Friday, January 26, 2024

Red South


This is the Shokeda Forest in southern Israel during peak wildflower season in late January 2015. 

In a regular year this would be the season we'd head down to the Otef (Gaza border) region of Israel with our children to visit the beautiful profusion of red crown anemone flowers that bloom in vast meadows and Mediterranea woodland this time of year.

Over the years this developed in to a festival celebrating the region's nature, agriculture and arts known as "Darom Adom" (red south), attracting thousands of visitors over a few winter weekends. We would always pick a midweek afternoon to take the children after school so that we could enjoy the flowers at a quieter time before the crowds came and on the way home we'd catch a light dinner in Netivot or Sderot or stop by the stunning Ora orchards in Kfar Maimon.

When I heard the news on October 7 one of the first thoughts that went through my mind was "Darom Adom" and how now all I could think of was a very different "red south", one of blood, ashes and destruction rather than red and black anemone flowers.
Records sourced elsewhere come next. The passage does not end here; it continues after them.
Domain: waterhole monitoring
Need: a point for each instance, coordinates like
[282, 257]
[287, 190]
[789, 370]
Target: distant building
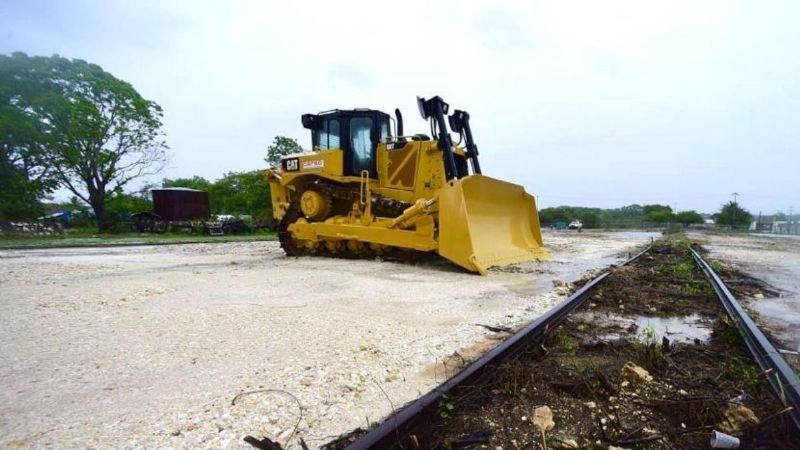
[180, 204]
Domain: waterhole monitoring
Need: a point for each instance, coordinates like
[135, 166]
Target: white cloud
[596, 103]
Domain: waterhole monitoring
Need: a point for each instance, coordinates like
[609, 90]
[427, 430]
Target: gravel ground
[146, 347]
[775, 260]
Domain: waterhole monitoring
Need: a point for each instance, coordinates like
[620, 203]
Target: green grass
[90, 238]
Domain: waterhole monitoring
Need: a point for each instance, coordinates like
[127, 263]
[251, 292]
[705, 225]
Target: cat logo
[313, 164]
[291, 164]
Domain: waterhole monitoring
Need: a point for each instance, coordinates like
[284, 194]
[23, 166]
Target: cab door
[363, 143]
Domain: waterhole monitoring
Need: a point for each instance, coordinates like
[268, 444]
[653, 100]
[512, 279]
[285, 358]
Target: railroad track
[400, 429]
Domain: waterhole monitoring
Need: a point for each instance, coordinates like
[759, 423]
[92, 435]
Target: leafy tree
[688, 217]
[734, 215]
[242, 193]
[658, 213]
[195, 182]
[25, 178]
[281, 147]
[98, 134]
[590, 219]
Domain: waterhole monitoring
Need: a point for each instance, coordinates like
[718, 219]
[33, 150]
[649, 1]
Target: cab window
[361, 143]
[385, 130]
[330, 135]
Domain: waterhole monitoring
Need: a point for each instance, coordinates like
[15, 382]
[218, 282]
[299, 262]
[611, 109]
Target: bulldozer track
[342, 198]
[401, 429]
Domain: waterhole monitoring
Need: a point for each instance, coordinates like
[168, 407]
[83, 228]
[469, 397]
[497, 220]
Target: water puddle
[684, 329]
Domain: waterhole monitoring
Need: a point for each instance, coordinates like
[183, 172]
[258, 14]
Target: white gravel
[145, 347]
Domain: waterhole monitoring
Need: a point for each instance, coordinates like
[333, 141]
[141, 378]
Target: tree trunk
[98, 203]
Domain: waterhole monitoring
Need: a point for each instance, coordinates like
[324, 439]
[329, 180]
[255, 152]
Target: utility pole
[735, 206]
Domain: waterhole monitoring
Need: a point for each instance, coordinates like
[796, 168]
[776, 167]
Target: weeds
[747, 373]
[725, 331]
[649, 350]
[446, 407]
[569, 345]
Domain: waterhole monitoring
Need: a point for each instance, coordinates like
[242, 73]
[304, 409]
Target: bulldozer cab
[356, 132]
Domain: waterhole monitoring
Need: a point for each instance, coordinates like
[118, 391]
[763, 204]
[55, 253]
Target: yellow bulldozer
[366, 191]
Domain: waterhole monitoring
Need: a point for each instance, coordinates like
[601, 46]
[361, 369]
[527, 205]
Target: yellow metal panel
[485, 222]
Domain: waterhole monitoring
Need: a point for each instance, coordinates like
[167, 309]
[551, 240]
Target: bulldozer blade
[486, 223]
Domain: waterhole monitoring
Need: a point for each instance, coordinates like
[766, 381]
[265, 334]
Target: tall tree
[689, 217]
[97, 132]
[280, 147]
[25, 178]
[734, 215]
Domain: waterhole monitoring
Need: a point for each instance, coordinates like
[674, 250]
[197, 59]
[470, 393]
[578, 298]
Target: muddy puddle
[685, 329]
[649, 361]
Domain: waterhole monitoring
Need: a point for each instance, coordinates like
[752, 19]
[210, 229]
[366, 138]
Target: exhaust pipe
[399, 121]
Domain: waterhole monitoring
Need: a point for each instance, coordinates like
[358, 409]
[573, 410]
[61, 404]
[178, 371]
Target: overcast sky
[596, 103]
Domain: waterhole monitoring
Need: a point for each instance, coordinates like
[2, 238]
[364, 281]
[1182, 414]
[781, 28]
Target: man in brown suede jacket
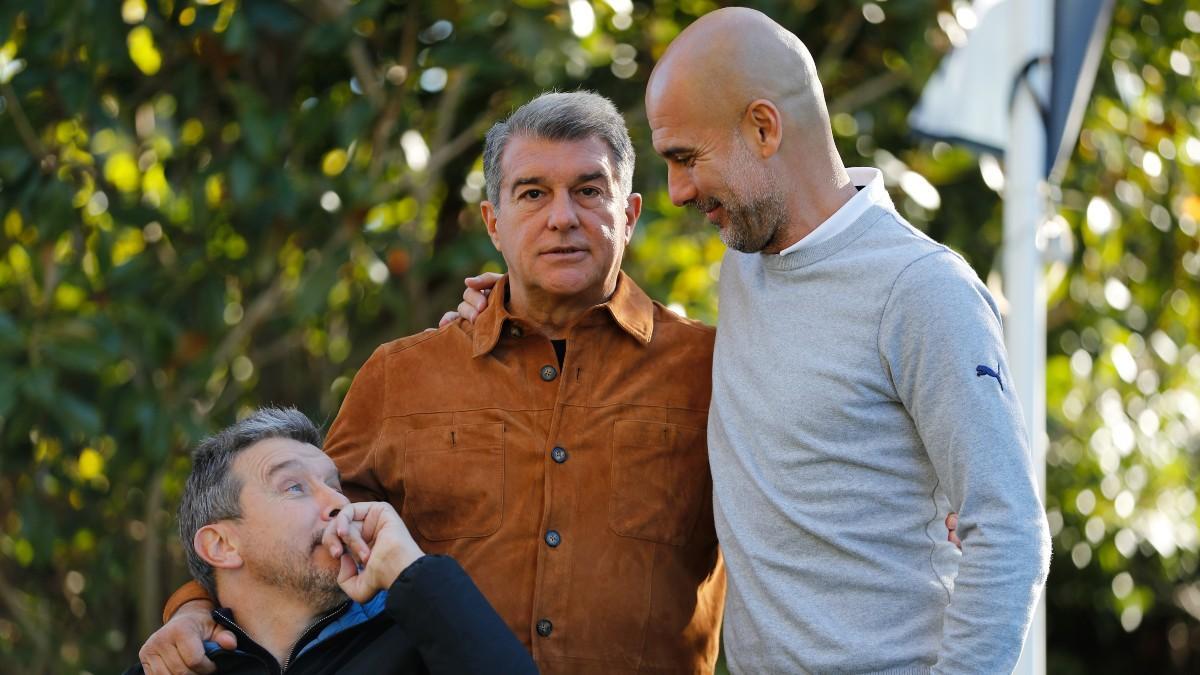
[557, 447]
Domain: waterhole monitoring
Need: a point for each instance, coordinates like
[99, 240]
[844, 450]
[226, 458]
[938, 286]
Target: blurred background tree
[214, 204]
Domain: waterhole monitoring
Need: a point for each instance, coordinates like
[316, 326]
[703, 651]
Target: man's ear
[763, 126]
[633, 210]
[489, 211]
[217, 547]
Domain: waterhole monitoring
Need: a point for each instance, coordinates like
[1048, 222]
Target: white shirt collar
[871, 192]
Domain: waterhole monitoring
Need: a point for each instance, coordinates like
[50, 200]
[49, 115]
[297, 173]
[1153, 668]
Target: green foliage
[209, 204]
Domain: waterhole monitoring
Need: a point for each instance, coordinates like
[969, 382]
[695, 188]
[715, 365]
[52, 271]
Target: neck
[814, 202]
[553, 315]
[273, 617]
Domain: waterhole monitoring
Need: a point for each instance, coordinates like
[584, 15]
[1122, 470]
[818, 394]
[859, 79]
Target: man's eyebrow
[527, 180]
[676, 151]
[281, 466]
[592, 175]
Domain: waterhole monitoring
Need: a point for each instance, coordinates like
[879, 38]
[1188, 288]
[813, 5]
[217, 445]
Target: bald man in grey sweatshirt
[861, 388]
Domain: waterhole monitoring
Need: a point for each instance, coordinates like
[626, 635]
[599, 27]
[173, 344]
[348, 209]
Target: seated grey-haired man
[255, 509]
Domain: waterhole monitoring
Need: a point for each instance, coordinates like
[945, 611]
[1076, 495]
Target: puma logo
[981, 370]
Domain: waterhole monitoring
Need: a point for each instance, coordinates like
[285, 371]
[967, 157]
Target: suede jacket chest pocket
[660, 481]
[454, 481]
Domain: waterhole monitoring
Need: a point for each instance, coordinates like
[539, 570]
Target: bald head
[737, 112]
[732, 57]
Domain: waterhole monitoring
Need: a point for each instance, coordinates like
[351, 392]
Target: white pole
[1023, 269]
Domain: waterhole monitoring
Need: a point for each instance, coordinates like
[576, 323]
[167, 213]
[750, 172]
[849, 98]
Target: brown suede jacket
[579, 497]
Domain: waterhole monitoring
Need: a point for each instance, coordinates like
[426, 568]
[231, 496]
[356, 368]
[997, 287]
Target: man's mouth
[564, 251]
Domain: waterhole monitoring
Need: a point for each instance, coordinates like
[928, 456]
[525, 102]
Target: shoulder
[449, 336]
[666, 320]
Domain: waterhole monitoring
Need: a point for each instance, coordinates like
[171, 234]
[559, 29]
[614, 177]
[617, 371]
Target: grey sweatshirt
[861, 392]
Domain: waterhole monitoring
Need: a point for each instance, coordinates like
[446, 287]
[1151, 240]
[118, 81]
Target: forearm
[1001, 575]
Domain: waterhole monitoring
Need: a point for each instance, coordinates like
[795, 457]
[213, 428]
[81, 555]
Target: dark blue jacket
[433, 620]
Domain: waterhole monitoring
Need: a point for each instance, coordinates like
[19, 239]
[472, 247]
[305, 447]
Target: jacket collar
[629, 306]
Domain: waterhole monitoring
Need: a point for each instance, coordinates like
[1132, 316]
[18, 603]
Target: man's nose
[562, 213]
[679, 186]
[331, 501]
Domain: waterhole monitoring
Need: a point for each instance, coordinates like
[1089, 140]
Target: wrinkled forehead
[263, 461]
[532, 156]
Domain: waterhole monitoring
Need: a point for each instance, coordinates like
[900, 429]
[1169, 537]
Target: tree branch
[867, 93]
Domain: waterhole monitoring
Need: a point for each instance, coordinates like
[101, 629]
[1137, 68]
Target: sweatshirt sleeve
[942, 345]
[451, 622]
[352, 440]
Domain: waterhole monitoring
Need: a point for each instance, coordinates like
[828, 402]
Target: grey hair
[213, 491]
[575, 115]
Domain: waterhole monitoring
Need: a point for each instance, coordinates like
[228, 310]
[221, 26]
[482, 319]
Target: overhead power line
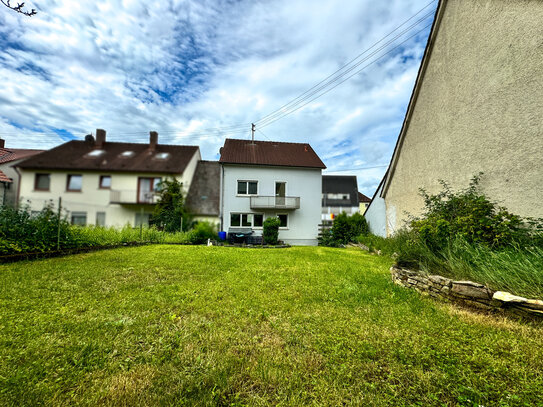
[344, 70]
[336, 84]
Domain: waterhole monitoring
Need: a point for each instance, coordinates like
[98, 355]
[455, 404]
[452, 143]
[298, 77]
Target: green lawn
[183, 325]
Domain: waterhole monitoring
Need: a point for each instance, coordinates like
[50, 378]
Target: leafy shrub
[271, 230]
[201, 232]
[170, 208]
[347, 228]
[470, 215]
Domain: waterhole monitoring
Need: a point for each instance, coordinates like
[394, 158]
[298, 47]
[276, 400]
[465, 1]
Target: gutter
[440, 11]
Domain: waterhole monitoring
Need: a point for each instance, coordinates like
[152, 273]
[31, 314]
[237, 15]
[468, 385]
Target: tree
[19, 8]
[170, 208]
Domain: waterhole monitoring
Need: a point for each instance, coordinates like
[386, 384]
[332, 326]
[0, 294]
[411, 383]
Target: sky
[201, 71]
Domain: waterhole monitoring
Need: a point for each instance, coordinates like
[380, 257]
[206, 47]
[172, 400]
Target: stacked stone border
[467, 293]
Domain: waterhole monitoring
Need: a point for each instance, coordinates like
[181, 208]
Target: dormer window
[162, 156]
[95, 153]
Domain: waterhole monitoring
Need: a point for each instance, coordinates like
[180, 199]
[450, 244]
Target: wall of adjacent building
[303, 223]
[91, 199]
[479, 109]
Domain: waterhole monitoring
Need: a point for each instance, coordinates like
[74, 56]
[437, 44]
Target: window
[258, 220]
[247, 187]
[147, 188]
[79, 218]
[142, 219]
[74, 182]
[235, 219]
[246, 220]
[42, 182]
[105, 181]
[283, 218]
[100, 219]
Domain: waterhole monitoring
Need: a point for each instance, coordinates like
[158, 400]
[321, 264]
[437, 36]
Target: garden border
[467, 293]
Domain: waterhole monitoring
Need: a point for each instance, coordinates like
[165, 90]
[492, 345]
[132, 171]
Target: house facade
[104, 183]
[9, 177]
[261, 179]
[476, 107]
[339, 194]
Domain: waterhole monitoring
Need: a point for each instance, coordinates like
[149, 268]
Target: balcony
[130, 197]
[275, 202]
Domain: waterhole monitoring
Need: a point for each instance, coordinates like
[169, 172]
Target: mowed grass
[184, 325]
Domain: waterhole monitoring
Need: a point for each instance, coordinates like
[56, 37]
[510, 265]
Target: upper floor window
[74, 182]
[247, 187]
[42, 182]
[105, 181]
[147, 188]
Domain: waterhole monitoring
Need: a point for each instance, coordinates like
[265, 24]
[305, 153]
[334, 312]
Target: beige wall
[92, 199]
[480, 108]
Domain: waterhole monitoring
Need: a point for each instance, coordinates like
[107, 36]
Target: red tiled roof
[269, 153]
[4, 177]
[363, 198]
[74, 155]
[12, 154]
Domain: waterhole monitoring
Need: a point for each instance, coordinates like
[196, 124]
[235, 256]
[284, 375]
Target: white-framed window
[283, 218]
[254, 220]
[105, 182]
[79, 218]
[100, 219]
[42, 182]
[74, 182]
[247, 187]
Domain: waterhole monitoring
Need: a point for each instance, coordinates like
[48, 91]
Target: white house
[104, 183]
[261, 179]
[9, 178]
[339, 194]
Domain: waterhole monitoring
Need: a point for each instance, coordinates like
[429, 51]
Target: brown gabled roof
[269, 153]
[363, 198]
[74, 155]
[4, 177]
[203, 197]
[11, 154]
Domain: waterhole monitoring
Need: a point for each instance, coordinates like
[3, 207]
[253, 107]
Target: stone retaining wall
[467, 293]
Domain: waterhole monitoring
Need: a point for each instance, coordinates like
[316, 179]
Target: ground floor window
[100, 219]
[246, 220]
[79, 218]
[142, 219]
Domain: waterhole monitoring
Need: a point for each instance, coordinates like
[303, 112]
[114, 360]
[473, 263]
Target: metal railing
[275, 202]
[131, 197]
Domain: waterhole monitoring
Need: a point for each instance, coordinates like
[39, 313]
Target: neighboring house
[476, 106]
[363, 202]
[203, 198]
[9, 178]
[261, 179]
[105, 183]
[339, 194]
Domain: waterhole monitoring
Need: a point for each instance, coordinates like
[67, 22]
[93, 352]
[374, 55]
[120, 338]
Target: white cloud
[131, 66]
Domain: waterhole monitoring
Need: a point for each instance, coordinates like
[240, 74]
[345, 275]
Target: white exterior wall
[305, 183]
[92, 199]
[376, 215]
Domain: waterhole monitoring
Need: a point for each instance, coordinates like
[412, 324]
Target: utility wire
[334, 76]
[267, 123]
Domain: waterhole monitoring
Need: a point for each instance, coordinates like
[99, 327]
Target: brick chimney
[100, 138]
[153, 140]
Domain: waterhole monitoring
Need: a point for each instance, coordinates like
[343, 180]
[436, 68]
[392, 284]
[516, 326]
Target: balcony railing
[131, 197]
[275, 202]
The flowers are blooming again in the October killing fields where Hamas terrorists butchered hundreds of Israelis in cold blood during their surprise invasion of Israel on that nightmarish Shabbat Simhat Torah.

The winter rains are healing the land, wildflowers and trees covering up the wounded ground, growing around the burnt out homes and barns, the damaged trees.

This winter though there are no day trippers in the Otef the only visitors to see the flowers are the soldiers and security forces stationed in the area, the few local residents who've returned to work their farms and other essential industries, the throngs of volunteers helping local agriculture and solidarity missions from around the world coming to bear witness to the atrocities of October 7th.

This years' anemones are living memorials to the 1200 Iives so brutally cut down that day and to the many others wounded in body and soul, raped, mutilated and burned and the hundreds kidnapped to Gaza to months of horrific captivity, may the 136 still held hostage be set free to come home safely and soon. 

Darom Adom


In a normal year this is the season when profusions of wild red crown anemones bloom in the meadows and woodland of Israel's Gaza border region.Some of the most stunning places to see them are Shokeda, Beeri and Reim. Places with very different associations since the Hamas invasion of Israel and massacre, rape, torture and kidnapping of Israeli civilians on October 7th.

Darom Adom - Red South used to be about these magnificent native wildflowers. Today seeing this photo I took near Beeri a few years ago all I can think of is a very different Red South, one of blood and burnt out buildings and cars, horrific atrocities against Israeli and foreign expat babies, children, elderly, women and men.

This year I look at this photo and think of the heartbreaking memorial at Reim to the hundreds massacred at the music festival, silent signposts with photos of the victims standing upright in the open field like the winter anemones now blooming in the region.

Maybe the anemones are reminding us that fields of bloom can once again become full of life.